You cant seriously try to answer this without complex physics that deals with the phase transition mechanism and how it takes place across the body of water depending on the environment and the condition of the water that in principle is different from boiled and cold. The container geometry also may play a role. Also the exact content of water matters (is it 100% water molecules, eg real drinking water never is that plus it has minerals/salts etc).
I am also willing to claim the answer depends on how fast the system is forced to freeze.
I sure hope its not a hoax as i have no personal experimental familiarity with such effect so i take it now for granted by the references. It should be a physics no chemistry problem though unless its a physical chemistry subject that chemists are more advanced in dealing than many-body/liquid state/phase transition physicists. But real material scientists are the only ones that can do it right (ie physicists) if forced to do the real problem in all its glory.
Another thing to ask is if the ice formed is identical in structure in both waters.
Something i have observed however that is different but maybe similar in explanation ultimately is that water that has been boiled and then cooled and forced to be reboiled again arrives at the rapid bubble phase without the gradual bubble phase that the originally cold water had (just get water from faucet and boil it and observe how it arrives to rapid bubbling gradually, then coolit and repeat boiling, there is always an earlier gradual slower bubbling phase before the intense one sets in in the fresh water. Of course that could be a result of the air diluted in the water having been mostly released from the original boiling.
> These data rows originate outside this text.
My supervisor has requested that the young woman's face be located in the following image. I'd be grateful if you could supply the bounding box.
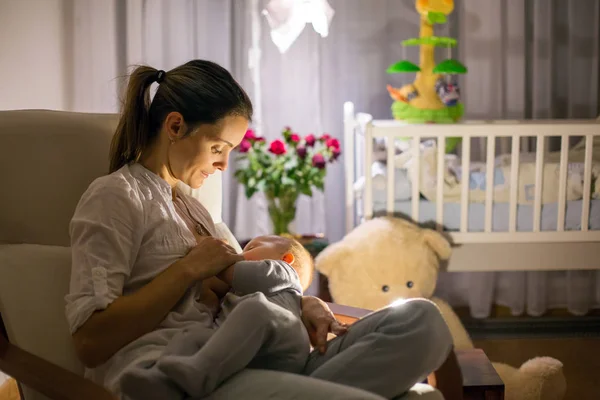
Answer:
[169,116,248,189]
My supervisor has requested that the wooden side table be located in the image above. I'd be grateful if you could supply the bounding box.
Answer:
[455,349,504,400]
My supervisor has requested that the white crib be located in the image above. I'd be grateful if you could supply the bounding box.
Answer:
[344,102,600,271]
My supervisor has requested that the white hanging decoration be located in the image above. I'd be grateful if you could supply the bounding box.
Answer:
[263,0,335,53]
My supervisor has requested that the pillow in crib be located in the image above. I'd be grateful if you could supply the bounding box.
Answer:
[373,163,412,203]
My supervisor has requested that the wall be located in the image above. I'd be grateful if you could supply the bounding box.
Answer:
[0,0,66,110]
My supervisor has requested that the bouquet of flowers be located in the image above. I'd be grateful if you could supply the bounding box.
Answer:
[235,127,341,235]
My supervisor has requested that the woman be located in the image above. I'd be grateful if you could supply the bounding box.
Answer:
[66,60,451,399]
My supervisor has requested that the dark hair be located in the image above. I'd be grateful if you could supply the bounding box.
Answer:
[109,60,252,172]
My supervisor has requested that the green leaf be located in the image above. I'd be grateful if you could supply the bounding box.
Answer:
[433,58,467,75]
[386,60,421,74]
[300,185,312,197]
[427,11,446,24]
[246,186,257,199]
The very first experiment i would do is take water that has been thoroughly boiled many times to remove any air and then start the experiment with this type of totally clean 100% , air free water from same cold temperature always of course and then boil and try to freeze etc . Then report and only if then we still have a difference the problem is real interesting.
Also i am ultra confident the starting temperature of both waters matters and seriously you cant expect that water that is real cold vs 90 C degree water will still lead to 90 freezing faster. The hot water seriously takes time to become cold before freezing is possible. To bypass that extra time would be ridiculous unless they both start the attempt to freeze from close enough temperatures or the coldest one is not very close to 0 anyway.
Edit: Read some of what i said (concerns for set up) and other here
http://en.wikipedia.org/wiki/Mpemba_effect
Last edited by masque de Z; 06-27-2012 at 05:59 PM.